Deep That Drink
Mistakes made and lessons learned at university

I’m going to be honest. I’ve done some really stupid s**t in my time. Maybe it was something about getting to university which unveiled this degenerate side of me — assimilating into a student culture here which glamorised vices and ‘feral’ behaviour. Whether it was a feminist outburst of asserting my freedom to drink and smoke, my sexual liberation, or an outlet for frustration of my comparatively repressed past, it’s a lifestyle I began to imbibe.
In my head, it was behaviour long-accepted and almost idolised in, and among men. In the past few decades, among the more liberated, it’s become attractive amongst women too — this ‘I don’t care’ attitude of engaging in ‘frowned upon’ activities as a rebellion. It was attractive to me, to live by the very simple belief that any action or behaviour acceptable from a man should be acceptable from a woman. It was attractive, the freedom to assert this kind of staunch feminism, coming from a culture in which patriarchal and conservative values always seemed to linger in the background.

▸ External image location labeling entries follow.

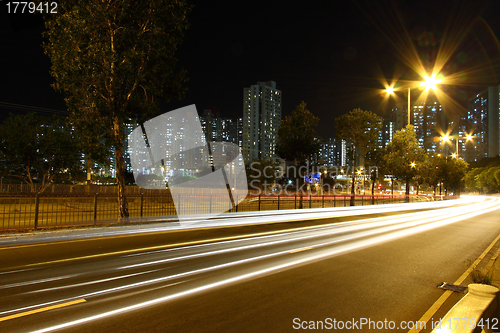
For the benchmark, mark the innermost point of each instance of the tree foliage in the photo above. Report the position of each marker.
(297, 135)
(37, 150)
(113, 60)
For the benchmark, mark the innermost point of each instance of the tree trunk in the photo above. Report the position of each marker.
(120, 168)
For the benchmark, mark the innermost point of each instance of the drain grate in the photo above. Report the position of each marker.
(452, 287)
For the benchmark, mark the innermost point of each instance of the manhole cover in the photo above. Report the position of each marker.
(452, 287)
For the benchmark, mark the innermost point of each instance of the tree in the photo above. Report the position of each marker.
(36, 150)
(297, 135)
(361, 129)
(116, 59)
(403, 155)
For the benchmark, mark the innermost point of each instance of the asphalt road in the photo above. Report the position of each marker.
(249, 279)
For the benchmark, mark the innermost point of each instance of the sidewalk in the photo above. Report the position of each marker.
(494, 268)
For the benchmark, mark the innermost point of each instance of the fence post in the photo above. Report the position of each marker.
(37, 203)
(142, 202)
(95, 208)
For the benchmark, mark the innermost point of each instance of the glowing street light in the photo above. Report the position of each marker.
(447, 138)
(429, 83)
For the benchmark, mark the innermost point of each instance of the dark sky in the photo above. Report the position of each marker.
(334, 55)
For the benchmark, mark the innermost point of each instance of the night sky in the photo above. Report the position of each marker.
(334, 55)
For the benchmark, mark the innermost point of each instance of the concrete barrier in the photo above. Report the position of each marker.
(477, 312)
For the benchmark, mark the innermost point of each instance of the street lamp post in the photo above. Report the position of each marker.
(429, 83)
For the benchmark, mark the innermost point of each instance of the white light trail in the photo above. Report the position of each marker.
(305, 257)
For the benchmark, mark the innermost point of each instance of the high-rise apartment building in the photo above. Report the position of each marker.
(218, 129)
(261, 118)
(429, 122)
(482, 122)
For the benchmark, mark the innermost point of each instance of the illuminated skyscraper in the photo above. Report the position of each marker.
(261, 118)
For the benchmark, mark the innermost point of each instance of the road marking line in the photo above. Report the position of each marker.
(27, 313)
(433, 309)
(300, 250)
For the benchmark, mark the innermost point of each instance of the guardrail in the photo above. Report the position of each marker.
(28, 210)
(478, 311)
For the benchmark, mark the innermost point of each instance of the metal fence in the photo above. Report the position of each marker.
(28, 210)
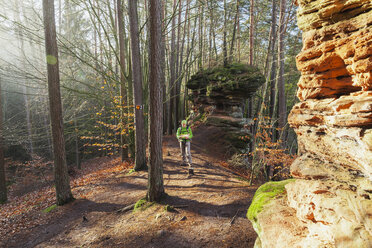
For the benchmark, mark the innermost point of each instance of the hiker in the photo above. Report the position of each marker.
(184, 135)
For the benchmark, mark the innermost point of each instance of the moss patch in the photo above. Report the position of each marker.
(142, 204)
(131, 171)
(236, 79)
(264, 194)
(50, 209)
(168, 208)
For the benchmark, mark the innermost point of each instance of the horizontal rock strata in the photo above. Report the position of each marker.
(331, 198)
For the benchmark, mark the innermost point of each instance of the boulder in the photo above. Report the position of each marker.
(219, 95)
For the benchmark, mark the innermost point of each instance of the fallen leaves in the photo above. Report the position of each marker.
(25, 211)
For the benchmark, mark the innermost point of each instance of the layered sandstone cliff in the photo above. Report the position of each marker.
(330, 202)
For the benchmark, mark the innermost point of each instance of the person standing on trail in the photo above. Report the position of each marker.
(184, 136)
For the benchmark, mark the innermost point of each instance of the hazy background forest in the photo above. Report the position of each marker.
(87, 33)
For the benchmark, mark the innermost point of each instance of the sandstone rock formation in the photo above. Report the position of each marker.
(330, 202)
(219, 94)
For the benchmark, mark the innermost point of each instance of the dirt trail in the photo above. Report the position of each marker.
(214, 204)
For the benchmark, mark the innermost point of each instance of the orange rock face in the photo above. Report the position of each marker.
(332, 196)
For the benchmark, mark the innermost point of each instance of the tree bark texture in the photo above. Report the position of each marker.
(281, 83)
(62, 181)
(139, 121)
(123, 94)
(172, 69)
(225, 59)
(3, 190)
(155, 183)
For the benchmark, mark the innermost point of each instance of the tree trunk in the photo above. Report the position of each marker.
(177, 67)
(281, 83)
(172, 67)
(234, 31)
(201, 34)
(62, 181)
(123, 95)
(273, 60)
(139, 121)
(24, 87)
(251, 32)
(155, 183)
(77, 152)
(225, 59)
(3, 191)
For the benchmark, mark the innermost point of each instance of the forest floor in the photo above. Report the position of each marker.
(210, 207)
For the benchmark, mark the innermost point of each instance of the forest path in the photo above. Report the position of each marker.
(213, 205)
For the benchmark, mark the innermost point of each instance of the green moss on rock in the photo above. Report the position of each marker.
(236, 79)
(264, 194)
(50, 209)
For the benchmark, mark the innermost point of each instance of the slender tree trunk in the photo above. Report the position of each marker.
(165, 104)
(251, 32)
(3, 190)
(24, 87)
(177, 67)
(281, 83)
(155, 184)
(234, 31)
(273, 59)
(182, 66)
(201, 34)
(225, 59)
(139, 121)
(172, 67)
(62, 181)
(123, 95)
(77, 151)
(251, 37)
(212, 27)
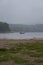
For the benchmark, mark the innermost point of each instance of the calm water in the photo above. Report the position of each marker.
(21, 36)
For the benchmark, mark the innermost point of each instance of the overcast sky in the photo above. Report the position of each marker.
(21, 11)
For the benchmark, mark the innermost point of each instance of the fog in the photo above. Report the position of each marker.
(21, 11)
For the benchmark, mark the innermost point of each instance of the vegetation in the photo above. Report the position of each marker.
(23, 53)
(26, 28)
(4, 27)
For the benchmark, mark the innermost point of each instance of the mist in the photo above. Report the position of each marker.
(21, 11)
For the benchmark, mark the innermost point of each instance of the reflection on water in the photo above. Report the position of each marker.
(21, 36)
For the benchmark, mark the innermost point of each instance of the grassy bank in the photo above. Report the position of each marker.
(20, 53)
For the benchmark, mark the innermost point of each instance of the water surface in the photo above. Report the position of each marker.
(17, 35)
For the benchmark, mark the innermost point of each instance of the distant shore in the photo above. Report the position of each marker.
(5, 42)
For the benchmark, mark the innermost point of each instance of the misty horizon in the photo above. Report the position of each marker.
(29, 12)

Unfortunately, but not shockingly, this attitude led me to a rude awakening: our conception of ‘modernity’ exists only in theory, and does not reflect the reality of how we’re really socialised.
This way of being, this practical form of feminism, it felt exactly like who I thought was. But increasingly, I realised this started to excuse the escapism I felt I needed to cope with the very normal insecurities that come with being a 20 year-old girl. Was it a guise of empowerment? Or was it me grasping at straws — a plea to the drinks and the occasional cigarette to hold up an image of nonchalance I wish I really had? Was the acceptance of any male attention instead of an expression of my right to ‘enjoy my life’, really just desperate attempts at fulfilling the craving of feeling desirable?

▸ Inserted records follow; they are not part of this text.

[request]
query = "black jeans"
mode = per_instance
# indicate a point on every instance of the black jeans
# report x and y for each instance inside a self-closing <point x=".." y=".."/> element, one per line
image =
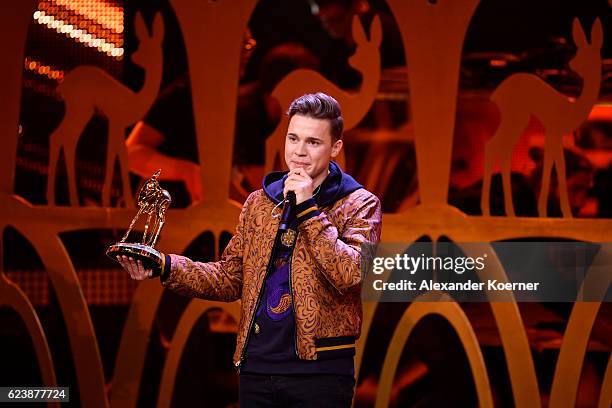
<point x="299" y="391"/>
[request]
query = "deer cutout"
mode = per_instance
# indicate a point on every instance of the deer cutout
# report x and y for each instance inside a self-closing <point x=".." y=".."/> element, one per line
<point x="521" y="96"/>
<point x="354" y="105"/>
<point x="88" y="89"/>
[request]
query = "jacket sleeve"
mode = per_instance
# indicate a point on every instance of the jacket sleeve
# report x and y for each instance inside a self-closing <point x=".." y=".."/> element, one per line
<point x="337" y="253"/>
<point x="220" y="280"/>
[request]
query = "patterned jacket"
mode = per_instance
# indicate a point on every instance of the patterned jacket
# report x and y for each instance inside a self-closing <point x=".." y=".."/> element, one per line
<point x="325" y="272"/>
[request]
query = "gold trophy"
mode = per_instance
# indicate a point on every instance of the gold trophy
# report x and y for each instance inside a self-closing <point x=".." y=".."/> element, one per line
<point x="152" y="201"/>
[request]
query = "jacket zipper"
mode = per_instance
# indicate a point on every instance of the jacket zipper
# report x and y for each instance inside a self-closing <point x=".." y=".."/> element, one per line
<point x="238" y="364"/>
<point x="293" y="300"/>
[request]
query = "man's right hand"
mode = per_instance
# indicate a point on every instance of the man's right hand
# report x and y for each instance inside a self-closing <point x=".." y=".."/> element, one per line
<point x="134" y="267"/>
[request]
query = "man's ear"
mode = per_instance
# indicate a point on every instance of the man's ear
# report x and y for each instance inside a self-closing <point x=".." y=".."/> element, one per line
<point x="336" y="148"/>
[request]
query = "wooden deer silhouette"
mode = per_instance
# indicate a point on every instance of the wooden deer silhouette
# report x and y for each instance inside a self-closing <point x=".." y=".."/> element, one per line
<point x="87" y="89"/>
<point x="354" y="105"/>
<point x="522" y="95"/>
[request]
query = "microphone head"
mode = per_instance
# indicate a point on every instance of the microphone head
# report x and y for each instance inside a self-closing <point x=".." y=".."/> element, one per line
<point x="287" y="213"/>
<point x="291" y="197"/>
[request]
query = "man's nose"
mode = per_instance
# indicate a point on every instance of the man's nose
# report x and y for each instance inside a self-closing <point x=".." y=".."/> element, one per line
<point x="300" y="150"/>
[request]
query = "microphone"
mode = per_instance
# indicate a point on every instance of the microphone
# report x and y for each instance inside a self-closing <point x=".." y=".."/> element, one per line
<point x="287" y="213"/>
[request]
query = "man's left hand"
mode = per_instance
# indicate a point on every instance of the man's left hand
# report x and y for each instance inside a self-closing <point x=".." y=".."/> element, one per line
<point x="299" y="182"/>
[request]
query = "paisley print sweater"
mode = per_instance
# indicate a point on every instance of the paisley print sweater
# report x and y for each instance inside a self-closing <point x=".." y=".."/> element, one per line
<point x="325" y="266"/>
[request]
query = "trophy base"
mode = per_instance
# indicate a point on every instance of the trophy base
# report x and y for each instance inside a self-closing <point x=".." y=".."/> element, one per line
<point x="150" y="257"/>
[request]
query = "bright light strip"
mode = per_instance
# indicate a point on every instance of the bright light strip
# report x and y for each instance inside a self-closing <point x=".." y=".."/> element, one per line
<point x="112" y="17"/>
<point x="79" y="35"/>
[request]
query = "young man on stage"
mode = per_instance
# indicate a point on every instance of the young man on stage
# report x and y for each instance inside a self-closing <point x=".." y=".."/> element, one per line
<point x="299" y="278"/>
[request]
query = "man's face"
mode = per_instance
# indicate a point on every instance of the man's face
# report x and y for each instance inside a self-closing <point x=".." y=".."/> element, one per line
<point x="309" y="145"/>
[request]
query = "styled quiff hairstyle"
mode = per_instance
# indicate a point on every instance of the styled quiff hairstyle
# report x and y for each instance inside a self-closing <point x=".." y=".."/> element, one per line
<point x="319" y="106"/>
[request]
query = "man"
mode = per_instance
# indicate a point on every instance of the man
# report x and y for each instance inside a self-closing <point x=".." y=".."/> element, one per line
<point x="300" y="290"/>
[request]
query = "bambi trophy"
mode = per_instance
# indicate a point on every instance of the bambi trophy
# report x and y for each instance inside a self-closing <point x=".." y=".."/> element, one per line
<point x="153" y="201"/>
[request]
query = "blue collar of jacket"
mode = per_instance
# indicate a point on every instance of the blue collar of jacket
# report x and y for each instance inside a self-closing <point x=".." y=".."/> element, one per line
<point x="336" y="185"/>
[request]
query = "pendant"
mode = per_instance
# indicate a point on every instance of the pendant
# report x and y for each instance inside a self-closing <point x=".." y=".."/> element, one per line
<point x="288" y="237"/>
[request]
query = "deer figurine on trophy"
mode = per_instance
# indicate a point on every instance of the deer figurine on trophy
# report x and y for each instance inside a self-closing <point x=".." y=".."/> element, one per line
<point x="153" y="201"/>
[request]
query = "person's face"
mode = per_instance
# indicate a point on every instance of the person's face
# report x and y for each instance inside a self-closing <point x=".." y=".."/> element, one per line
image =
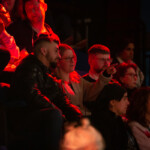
<point x="52" y="54"/>
<point x="148" y="106"/>
<point x="120" y="107"/>
<point x="129" y="79"/>
<point x="99" y="62"/>
<point x="128" y="53"/>
<point x="35" y="10"/>
<point x="68" y="61"/>
<point x="4" y="16"/>
<point x="8" y="4"/>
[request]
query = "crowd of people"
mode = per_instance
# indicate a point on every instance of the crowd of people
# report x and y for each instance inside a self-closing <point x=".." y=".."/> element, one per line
<point x="46" y="105"/>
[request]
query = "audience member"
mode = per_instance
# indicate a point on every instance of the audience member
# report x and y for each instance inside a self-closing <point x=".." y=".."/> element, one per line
<point x="38" y="95"/>
<point x="106" y="116"/>
<point x="139" y="117"/>
<point x="99" y="59"/>
<point x="6" y="40"/>
<point x="32" y="24"/>
<point x="83" y="136"/>
<point x="125" y="53"/>
<point x="126" y="75"/>
<point x="78" y="89"/>
<point x="13" y="7"/>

Everyone is insecure, and the more ‘intense’ among us — a word I’ve been called and have tried to escape my whole life — may respond to insecurity with this ‘I don’t care’ attitude. In an ideal world living this lifestyle, you’d laugh off the stupid thing you said, or the dodgy person you kissed — until you realise that your words may have caused pain, and that dodgy person was really a lot more dodgy than you drunkenly thought. You’d shrug off the one-night-stand as a perfectly ‘okay’ assertion of your independence — but really you spend the next week dragging around a debilitating mix of shame and disgust, wishing you’d experienced real intimacy instead, a kind which didn’t completely destroy your entire perception of self respect. It wasn’t just silly and drunk, it was stupid and harmful.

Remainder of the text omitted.